This is yet another horrific symptom of layer upon layer of unaddressed trauma ― trauma which stretches back through time since the earliest days of colonialism, slavery, genocide of Indigenous peoples, and an economic system which has always been dependent upon the oppression, suffering, and subjugation of other human beings. The longer the United States evades, denies, minimizes, deflects, distracts from the truth of the shadow side of our country, the greater the strength of what has long, long been causing preventable and extreme suffering and injustice, poverty and greed, racism and inequality, ignorance and inequity, destruction and death, and all of the many forms of violence and trauma. This must change. It must. We have a long ways to go to actually live up to and embody the values we process to have as a nation. ― Molly
The Michigan State University community is in mourning after a mass shooting on campus Monday in which a gunman killed three students and severely wounded five more. In response to Monday’s killings, both Michigan Governor Gretchen Whitmer and President Joe Biden have called for tighter gun laws to restrict the purchase of weapons. Monday’s bloodshed came just a day before the fifth anniversary of the 2018 mass shooting at Marjory Stoneman Douglas High School in Parkland, Florida, highlighting the ever-present risk of gun violence in the lives of young people in the United States. “Young people now experience gun violence multiple times throughout our lives,” says gun violence prevention advocate Robert Schentrup, whose sister Carmen was killed in the 2018 Parkland massacre. We also speak with pediatrician Dr. Mona Hanna-Attisha, who teaches at Michigan State and says gun violence must be seen as a public health crisis. “The number one killer of children is guns,” says Dr. Hanna-Attisha.

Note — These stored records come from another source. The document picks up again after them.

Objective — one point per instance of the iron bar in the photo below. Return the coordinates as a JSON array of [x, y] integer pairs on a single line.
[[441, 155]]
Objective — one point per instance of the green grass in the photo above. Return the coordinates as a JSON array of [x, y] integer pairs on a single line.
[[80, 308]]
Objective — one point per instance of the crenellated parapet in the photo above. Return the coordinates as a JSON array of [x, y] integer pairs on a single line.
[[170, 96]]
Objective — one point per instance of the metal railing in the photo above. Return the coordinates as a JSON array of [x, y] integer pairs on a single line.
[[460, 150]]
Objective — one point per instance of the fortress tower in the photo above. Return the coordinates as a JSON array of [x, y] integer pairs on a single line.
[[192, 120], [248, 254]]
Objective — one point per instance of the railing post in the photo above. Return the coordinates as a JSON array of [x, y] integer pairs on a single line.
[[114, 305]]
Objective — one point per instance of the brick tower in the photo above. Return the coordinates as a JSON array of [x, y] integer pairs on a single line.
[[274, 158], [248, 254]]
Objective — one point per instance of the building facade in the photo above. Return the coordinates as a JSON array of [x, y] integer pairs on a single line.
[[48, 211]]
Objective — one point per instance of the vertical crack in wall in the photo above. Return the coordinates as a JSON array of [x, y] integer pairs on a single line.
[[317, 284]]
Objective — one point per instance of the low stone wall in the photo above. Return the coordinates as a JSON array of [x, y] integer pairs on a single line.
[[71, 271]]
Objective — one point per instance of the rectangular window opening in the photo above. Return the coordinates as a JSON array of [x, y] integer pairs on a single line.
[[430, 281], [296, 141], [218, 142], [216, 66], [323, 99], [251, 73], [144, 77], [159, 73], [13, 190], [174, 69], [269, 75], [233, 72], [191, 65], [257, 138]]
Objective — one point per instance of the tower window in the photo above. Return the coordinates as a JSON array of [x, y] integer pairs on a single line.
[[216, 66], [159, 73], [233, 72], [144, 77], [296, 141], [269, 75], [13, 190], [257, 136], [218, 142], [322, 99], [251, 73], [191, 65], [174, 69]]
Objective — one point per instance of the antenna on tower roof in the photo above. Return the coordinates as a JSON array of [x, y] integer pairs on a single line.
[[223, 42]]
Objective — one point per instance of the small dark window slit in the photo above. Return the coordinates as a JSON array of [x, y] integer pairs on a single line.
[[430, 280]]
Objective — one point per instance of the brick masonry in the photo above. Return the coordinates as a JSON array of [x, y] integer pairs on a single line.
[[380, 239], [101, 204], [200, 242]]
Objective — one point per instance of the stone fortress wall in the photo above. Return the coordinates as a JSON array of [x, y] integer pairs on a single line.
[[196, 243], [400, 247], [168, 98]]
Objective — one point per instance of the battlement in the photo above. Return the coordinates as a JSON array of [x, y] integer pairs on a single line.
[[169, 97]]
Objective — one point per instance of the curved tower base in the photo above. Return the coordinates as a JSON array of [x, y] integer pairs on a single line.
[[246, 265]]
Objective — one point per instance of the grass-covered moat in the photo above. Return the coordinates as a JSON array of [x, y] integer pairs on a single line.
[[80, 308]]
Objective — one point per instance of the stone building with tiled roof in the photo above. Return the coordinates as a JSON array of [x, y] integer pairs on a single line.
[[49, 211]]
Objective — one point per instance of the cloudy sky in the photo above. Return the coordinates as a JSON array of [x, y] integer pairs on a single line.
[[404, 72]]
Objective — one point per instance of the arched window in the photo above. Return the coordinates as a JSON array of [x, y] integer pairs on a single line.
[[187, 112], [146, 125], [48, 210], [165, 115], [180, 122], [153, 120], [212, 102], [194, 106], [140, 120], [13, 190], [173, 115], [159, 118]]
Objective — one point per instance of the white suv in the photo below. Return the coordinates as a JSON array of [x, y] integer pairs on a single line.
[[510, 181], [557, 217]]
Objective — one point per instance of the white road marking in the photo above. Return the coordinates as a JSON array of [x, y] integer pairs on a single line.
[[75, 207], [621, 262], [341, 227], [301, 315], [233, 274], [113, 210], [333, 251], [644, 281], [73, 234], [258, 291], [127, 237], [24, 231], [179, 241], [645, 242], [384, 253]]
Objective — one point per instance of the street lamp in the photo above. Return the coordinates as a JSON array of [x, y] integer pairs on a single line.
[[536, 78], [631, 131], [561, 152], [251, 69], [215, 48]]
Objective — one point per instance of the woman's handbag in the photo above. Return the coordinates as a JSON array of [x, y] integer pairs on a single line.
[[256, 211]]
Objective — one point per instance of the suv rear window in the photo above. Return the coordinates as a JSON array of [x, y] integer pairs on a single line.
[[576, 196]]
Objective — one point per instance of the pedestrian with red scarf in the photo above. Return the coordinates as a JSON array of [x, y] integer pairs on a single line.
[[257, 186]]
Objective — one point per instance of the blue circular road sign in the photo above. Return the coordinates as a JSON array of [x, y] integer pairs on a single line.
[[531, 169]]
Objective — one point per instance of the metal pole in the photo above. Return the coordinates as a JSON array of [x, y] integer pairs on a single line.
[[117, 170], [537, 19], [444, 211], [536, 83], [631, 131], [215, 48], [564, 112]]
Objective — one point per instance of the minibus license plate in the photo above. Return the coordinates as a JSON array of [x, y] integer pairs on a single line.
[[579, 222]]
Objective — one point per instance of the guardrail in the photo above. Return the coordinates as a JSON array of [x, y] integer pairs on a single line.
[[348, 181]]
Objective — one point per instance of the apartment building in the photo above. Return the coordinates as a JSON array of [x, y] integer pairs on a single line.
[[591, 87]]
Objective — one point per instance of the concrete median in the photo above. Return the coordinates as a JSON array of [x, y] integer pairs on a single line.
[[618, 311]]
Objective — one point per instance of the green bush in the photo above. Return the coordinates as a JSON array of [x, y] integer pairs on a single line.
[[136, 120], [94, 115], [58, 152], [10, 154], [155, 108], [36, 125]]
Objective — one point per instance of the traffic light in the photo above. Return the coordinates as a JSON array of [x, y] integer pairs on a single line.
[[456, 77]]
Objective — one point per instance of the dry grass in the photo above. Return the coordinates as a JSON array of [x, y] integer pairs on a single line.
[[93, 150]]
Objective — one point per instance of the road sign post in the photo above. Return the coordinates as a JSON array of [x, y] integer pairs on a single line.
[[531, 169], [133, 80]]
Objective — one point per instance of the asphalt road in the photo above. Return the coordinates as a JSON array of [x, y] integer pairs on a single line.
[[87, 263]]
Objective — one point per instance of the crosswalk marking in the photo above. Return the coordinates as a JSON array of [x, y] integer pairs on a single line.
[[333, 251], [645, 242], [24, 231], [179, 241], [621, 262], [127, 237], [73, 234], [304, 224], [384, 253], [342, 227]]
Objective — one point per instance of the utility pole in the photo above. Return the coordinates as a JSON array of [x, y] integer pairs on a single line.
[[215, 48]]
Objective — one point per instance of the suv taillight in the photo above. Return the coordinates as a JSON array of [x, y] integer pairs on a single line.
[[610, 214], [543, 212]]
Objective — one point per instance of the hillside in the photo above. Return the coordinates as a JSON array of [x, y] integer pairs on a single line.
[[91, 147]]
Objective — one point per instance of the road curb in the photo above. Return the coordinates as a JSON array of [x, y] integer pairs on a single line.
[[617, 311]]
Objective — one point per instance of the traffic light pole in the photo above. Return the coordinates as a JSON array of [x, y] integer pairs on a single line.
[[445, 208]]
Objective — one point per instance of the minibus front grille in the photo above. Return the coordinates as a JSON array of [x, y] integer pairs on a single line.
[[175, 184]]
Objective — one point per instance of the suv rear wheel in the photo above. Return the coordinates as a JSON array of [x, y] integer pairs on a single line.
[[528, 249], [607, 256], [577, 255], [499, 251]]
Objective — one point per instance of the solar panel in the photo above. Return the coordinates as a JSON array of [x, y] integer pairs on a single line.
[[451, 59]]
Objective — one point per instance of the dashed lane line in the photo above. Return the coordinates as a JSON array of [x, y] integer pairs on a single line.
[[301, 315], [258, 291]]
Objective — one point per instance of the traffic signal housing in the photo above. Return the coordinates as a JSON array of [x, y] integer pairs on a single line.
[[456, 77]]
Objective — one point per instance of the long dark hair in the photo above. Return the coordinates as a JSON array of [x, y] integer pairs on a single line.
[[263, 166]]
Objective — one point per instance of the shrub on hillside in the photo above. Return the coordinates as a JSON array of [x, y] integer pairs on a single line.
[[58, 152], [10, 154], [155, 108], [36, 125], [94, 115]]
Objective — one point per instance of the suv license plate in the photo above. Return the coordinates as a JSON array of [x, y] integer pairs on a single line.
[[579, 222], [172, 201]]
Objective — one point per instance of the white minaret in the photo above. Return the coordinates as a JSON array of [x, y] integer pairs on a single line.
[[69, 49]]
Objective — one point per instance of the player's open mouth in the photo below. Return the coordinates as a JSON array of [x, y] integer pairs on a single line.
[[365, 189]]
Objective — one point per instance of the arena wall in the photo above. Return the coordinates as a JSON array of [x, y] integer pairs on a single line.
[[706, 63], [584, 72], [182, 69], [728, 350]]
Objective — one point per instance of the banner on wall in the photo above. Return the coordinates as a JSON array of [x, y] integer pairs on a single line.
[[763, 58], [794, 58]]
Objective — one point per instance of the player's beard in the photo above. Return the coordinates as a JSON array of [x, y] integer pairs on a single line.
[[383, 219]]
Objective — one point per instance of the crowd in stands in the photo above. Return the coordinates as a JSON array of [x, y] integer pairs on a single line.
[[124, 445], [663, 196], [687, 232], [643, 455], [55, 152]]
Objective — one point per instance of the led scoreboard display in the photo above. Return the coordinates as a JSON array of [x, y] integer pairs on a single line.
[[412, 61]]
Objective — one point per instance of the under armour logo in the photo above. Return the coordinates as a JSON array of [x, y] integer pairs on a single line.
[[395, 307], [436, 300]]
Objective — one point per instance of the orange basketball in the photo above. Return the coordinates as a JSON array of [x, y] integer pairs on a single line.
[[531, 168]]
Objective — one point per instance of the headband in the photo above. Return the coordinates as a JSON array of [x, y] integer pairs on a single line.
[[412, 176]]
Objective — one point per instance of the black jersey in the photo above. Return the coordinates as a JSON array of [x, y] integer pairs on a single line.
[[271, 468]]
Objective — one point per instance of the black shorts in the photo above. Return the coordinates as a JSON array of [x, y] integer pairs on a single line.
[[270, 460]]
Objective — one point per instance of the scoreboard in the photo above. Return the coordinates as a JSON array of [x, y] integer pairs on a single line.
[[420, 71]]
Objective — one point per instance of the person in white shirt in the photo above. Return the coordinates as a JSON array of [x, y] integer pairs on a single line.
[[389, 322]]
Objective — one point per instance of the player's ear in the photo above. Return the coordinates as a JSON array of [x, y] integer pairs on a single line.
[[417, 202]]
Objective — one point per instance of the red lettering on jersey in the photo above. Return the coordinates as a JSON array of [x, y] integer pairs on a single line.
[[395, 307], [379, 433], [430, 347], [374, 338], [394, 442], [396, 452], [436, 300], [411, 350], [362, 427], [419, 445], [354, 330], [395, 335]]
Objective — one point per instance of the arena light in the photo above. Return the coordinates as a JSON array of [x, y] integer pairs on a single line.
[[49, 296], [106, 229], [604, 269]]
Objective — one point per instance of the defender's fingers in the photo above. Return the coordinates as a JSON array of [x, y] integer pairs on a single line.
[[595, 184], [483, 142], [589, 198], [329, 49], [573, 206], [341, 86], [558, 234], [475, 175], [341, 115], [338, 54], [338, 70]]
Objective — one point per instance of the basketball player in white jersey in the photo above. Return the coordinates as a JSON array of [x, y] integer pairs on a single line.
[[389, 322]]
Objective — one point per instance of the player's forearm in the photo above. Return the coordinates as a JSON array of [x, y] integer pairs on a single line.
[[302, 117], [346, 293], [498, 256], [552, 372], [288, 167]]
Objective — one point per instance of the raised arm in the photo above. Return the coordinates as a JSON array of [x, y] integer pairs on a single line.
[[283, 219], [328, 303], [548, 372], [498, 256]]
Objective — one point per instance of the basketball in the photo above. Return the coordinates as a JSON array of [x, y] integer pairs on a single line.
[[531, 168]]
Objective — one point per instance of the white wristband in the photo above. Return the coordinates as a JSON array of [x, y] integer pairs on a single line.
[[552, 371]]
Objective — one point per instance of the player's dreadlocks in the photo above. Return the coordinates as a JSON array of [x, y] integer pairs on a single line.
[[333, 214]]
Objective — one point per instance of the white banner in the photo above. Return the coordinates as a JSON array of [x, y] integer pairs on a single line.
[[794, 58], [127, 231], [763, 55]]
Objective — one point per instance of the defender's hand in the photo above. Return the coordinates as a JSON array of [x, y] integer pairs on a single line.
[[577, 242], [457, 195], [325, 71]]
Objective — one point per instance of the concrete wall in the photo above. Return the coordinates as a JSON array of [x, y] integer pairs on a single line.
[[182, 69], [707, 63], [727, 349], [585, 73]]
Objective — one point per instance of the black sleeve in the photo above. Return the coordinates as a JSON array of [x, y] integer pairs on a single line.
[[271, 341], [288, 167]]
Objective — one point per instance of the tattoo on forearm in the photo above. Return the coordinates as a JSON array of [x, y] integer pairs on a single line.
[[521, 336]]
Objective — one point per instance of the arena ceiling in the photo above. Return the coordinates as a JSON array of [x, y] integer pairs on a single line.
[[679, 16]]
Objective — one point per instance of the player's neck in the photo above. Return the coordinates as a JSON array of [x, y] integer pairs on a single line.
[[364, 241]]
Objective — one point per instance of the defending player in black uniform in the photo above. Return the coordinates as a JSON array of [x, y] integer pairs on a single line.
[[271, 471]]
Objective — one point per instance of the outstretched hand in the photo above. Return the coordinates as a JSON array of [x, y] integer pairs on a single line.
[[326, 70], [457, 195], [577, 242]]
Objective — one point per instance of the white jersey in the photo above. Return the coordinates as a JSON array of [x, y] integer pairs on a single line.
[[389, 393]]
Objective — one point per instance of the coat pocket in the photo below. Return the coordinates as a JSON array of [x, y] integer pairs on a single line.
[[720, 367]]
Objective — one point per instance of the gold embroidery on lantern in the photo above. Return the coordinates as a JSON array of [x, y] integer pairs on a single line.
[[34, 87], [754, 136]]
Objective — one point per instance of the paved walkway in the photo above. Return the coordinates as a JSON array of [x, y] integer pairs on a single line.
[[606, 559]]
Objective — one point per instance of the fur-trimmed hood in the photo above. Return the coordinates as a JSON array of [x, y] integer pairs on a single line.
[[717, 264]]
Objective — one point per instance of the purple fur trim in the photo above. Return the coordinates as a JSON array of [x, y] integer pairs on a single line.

DR. MONA HANNA-ATTISHA: Yeah, so, the number one killer of children is guns. It exceeds motor vehicle accidents. It exceeds cancer. It exceeds anything I treat in my clinic. The number one killer of children is guns. We have more guns than we have people in this country. And it is impacting our children in so many ways. Any mass shooting triggers trauma for our children. I have two little kids. And when they have drills, they come home on edge. You know, it is a community-level trauma.